Human and mouse datasets
The expression levels of ID2 and ALDH3A1 and their relation to the receptor status of ER, progesterone receptor (PR), and HER2 were assessed for breast cancer samples in The Cancer Genome Atlas (TCGA) . The expression level of BMP7 in non-tumour-bearing mice was assessed in 1) brain astrocytes, neurons, and microglia using the Srinivasan et al. RNAseq dataset , and 2) brain microglia and astrocytes using the Kamphuis et al. microarray dataset . Clinical significance (distant metastasis-free survival) of ID2 and ALDH3A1 expression in ER– breast cancers was assessed using publicly available data from Gyorffy et al. . Associations of ID2 and ALDH3A1 mRNA levels and brain metastasis were tested in four breast cancer datasets (GSE2034, GSE2603, GSE12276, and GSE14020), normalized by MAS5.0, log2 transformed, and batch corrected. The tumour subtype information was published in a previous study . The datasets contained 104 ER– breast cancer patients who either had no metastatic relapse (n = 71) or brain-only metastatic relapse (n = 33). Brain metastasis relapse-free survival analysis was performed using the upper tertile of gene expression to dichotomise the breast cancers.
To assess the expression of ID2 in primary breast cancers and breast cancer brain metastases, the datasets described in Schulten et al. (GSE100534)  and Harrell et al. (GSE26338)  were retrieved. GSE26338 contains data deposited from seven different platforms. Samples run on the GPL5325 platform were enriched for metaplastic breast cancers and were therefore excluded.

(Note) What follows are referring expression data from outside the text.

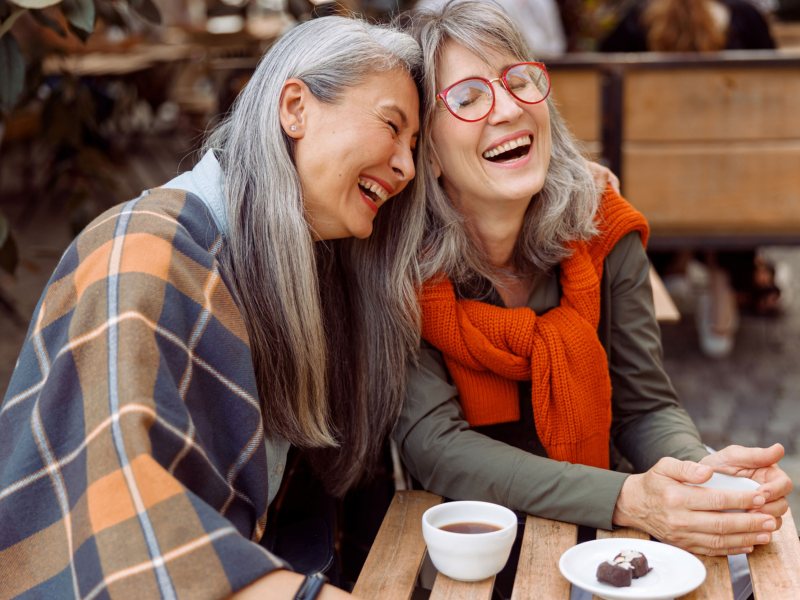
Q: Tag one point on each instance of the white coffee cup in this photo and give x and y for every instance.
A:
(469, 556)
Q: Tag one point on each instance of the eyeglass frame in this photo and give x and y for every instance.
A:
(502, 79)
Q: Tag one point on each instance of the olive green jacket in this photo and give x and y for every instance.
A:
(506, 463)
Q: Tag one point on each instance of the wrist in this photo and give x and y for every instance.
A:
(311, 587)
(624, 511)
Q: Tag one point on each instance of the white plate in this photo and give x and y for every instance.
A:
(675, 571)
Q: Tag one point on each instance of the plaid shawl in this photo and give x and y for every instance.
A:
(132, 453)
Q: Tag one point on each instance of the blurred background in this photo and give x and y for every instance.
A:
(101, 99)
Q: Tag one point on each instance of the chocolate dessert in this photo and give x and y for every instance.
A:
(623, 568)
(637, 560)
(616, 574)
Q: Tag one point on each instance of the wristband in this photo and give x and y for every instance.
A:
(311, 587)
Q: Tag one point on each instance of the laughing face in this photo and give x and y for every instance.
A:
(354, 155)
(500, 161)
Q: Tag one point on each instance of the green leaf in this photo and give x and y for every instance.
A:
(8, 247)
(6, 25)
(35, 3)
(147, 10)
(80, 14)
(12, 72)
(46, 20)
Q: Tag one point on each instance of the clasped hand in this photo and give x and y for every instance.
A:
(660, 503)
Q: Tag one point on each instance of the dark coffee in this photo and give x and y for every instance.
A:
(470, 527)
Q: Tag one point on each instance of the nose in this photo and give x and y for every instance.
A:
(506, 108)
(402, 163)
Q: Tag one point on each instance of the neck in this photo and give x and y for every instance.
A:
(496, 232)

Statistical analyses were performed using GraphPad Prism 7. Unless stated otherwise, data represent the mean values ± standard error of the mean (SEM). Where the groups followed normal distribution and had equal variances, the significance of the differences of the groups was tested using either unpaired Student’s t test (two groups) or one-way analysis of variance (ANOVA; multiple groups) followed by Bonferroni post-hoc testing for correcting multiple comparisons. If groups did not follow a normal distribution, non-parametric Mann-Whitney (two groups) or Kruskal-Wallis (multiple groups) tests were used. Statistical significance was defined as *p < 0.05, **p < 0.01, and ***p < 0.001.